Google and Apple booted Parler from their app stores and Amazon removed the site from its cloud hosting service; cutting off its access to the internet. Parler was founded in 2018 but exploded in popularity in the run-up to the 2020 election. The site hosted mainly conservative views and promised users their opinions would not be censored.
“We’re having a lot of trouble because every vendor we to says if Apple doesn’t approve and Google doesn’t approve, they won’t,” Parler CEO John Matze told Fox Business News.
Users of the site were quick to label these moves as akin to communism.
“You know I’ve never lived under Communism, but it certainly feels like what was described to me back in the 70s when I was a child,” Dottie Laster said.
Laster said she is uncomfortable with large tech companies involved in decisions on what is allowed speech. She argues sites that have hosted offers of prostitution and human trafficking don’t get shut down, rather the offending users are banned, posting restrictions are tightened and better policed.

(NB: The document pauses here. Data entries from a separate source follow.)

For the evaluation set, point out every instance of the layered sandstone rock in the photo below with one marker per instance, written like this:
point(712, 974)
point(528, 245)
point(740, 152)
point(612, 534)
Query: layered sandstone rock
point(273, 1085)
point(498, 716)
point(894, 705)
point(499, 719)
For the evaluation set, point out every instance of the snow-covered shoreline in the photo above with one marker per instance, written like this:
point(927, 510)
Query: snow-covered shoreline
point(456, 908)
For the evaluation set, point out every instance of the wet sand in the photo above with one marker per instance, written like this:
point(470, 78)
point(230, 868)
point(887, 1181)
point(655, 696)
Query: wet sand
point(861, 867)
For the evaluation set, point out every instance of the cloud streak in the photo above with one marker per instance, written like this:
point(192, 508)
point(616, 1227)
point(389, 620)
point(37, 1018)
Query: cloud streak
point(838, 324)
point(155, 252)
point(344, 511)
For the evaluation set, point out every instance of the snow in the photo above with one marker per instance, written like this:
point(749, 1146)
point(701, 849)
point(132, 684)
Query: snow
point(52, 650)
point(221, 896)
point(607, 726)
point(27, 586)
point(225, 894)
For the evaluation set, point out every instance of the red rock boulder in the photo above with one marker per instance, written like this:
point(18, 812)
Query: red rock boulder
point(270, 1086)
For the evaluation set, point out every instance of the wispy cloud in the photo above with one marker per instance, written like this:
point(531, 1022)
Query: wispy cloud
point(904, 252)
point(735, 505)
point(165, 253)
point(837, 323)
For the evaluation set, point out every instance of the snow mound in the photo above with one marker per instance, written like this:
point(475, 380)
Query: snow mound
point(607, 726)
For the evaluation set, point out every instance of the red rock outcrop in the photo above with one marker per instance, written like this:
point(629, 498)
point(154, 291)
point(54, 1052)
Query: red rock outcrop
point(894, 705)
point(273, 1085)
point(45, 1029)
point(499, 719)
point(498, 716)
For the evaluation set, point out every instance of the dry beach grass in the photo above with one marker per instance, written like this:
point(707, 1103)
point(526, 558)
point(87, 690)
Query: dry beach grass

“So now we can shut things down for things we don’t like? I wish that we had chosen to do that when people were being exploited,” Laster said.
Parler has long been criticized for not doing enough to clamp down on posts that call for and incite violence, as well as spread misinformation about the election. However, KPRC 2 Legal Analyst Brian Wice said free speech only applies to the government, not private business.
“Is this decision on their part political? Absolutely. Is it illegal? Absolutely not,” Wice said. " It’s basically saying, ‘We’re private, we’re not Congress and we can enforce our own guidelines.’”
Director of graduate studies at the University of Houston’s school of communication, Lindita Camaj, said given the events of Jan. 6, what’s happening to Parler is not surprising. She said many tech companies faced intense scrutiny for not doing more to stop the spread of misinformation in the run-up to the 2016 election.
“They don’t want to be associated in any way with people or groups who have called for action, who have been involved, or were involved in the capitol insurgency,” Camaj said.
Gov. Greg Abbott also decried the move, Tweeting it was “hostile” to free speech.
Chairman of the Texas GOP, Allen West, also released the following statement:
“It is of grave concern to me that four generations in my family have fought to preserve individual constitutional liberties and freedoms, such as freedom of speech. And yet, these technocratic secular fascists have decided to end them for certain Americans. The ruthless nature of the progressive socialist left is on full display, that is undebatable.”
Matze has filed suit against Amazon, accusing the company of violating anti-trust laws and breach of contract.